Anyone help with a basic analysis of my soil test? I get the ph, but not sure about interpreting the lbs/acre on the rest? Also cec seem ok?


----------



## Ware (Jan 28, 2017)

@Wmestes I moved this to Soil Fertility.


----------



## Wmestes (Jul 11, 2021)

Thank you. I didn't even think of that.


----------



## Wmestes (Jul 11, 2021)

Found the conversion rate for ppm. Any suggestions still appreciated


----------



## Virginiagal (Apr 24, 2017)

CEC is good I don't understand their recommendation of no nitrogen for Bermuda. Bermuda needs lots of nitrogen during the summer. Maybe it's included in the part of the report I can't see.


----------



## mshermer (Aug 16, 2021)

Be careful adding a lot of nitrogen to bermuda grass if you're in drought conditions. Bermuda does use nitrogen, but adding a high dose of nitrogen will push upward growth. If you're not getting much rain or thoroughly irrigating quite a bit, this could weaken the turf. Push with nitrogen in the cooler, growing months. I back off the nitrogen with lower doses and slow release apps in the summer.


----------



## Wmestes (Jul 11, 2021)

Soil test this summer showed 7.1 ph level, and slightly low phosphorus and potassium. I have bermuda grass and don't want to put down much more nitrogen. I put down some 18-24-12 at the end of August. Is there anything I can put down in October to help with phosphorus and potassium? Just trying to get soil a little healthier before winter.


----------



## g-man (Jun 15, 2017)

If you want to do more phosphorus without nitrogen, then you will need to find TSP. MAP might be easier to find but it has some nitrogen.
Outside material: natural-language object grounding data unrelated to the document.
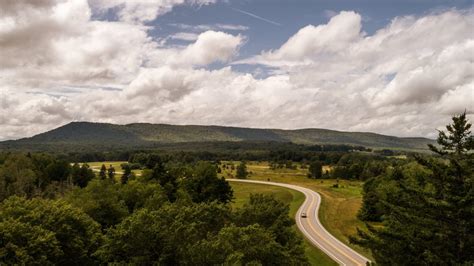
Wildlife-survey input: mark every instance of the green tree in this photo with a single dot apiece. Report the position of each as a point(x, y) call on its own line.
point(431, 221)
point(17, 177)
point(127, 173)
point(42, 232)
point(242, 172)
point(111, 173)
point(81, 175)
point(164, 236)
point(273, 215)
point(315, 169)
point(205, 186)
point(102, 173)
point(100, 200)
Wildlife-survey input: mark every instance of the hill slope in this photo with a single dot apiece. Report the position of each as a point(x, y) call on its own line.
point(149, 135)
For potassium, SOP is the ideal, but MOP could work too.

Check the soil remediation guide in my signature for rates and products.


----------



## Wmestes (Jul 11, 2021)

g-man said:


> If you want to do more phosphorus without nitrogen, then you will need to find TSP. MAP might be easier to find but it has some nitrogen.
> 
> For potassium, SOP is the ideal, but MOP could work too.
> 
> Check the soil remediation guide in my signature for rates and products.


Have you ever heard of Phosgard Plus?


----------



## g-man (Jun 15, 2017)

No. Your soil test recommends pounds on the soil, not ounces.


----------



## Wmestes (Jul 11, 2021)

g-man said:


> No. Your soil test recommends pounds on the soil, not ounces.


Is it too late in the year to put down the TSP and SOP? I'm in sw Missouri, so should have another 30 days of growing.


----------



## g-man (Jun 15, 2017)

I don't think so.


----------



## Wmestes (Jul 11, 2021)

g-man said:


> I don't think so.


Thank you for the help.


----------



## Wmestes (Jul 11, 2021)

I am now thinking about trying to lower PH, soil test indicates it is 7.1. I have bermuda and have read it normally likes 6.0 to 6.5. Is 7.1 that high for Bermuda? Is fall a good time to apply sulfur if I want to lower it?


----------



## Robs92k (May 9, 2021)

Wmestes said:


> I am now thinking about trying to lower PH, soil test indicates it is 7.1. I have bermuda and have read it normally likes 6.0 to 6.5. Is 7.1 that high for Bermuda? Is fall a good time to apply sulfur if I want to lower it?


I don't think you'll have the heat you need to break down elemental sulfur for the result you want, but also don't believe it will hurt.

AMS as your N source will help lower ph temp to help with other nutrient uptake. Maybe do this for your fall blitz and save the sulfur app for next year when you can realize the benefits more thoroughly.


----------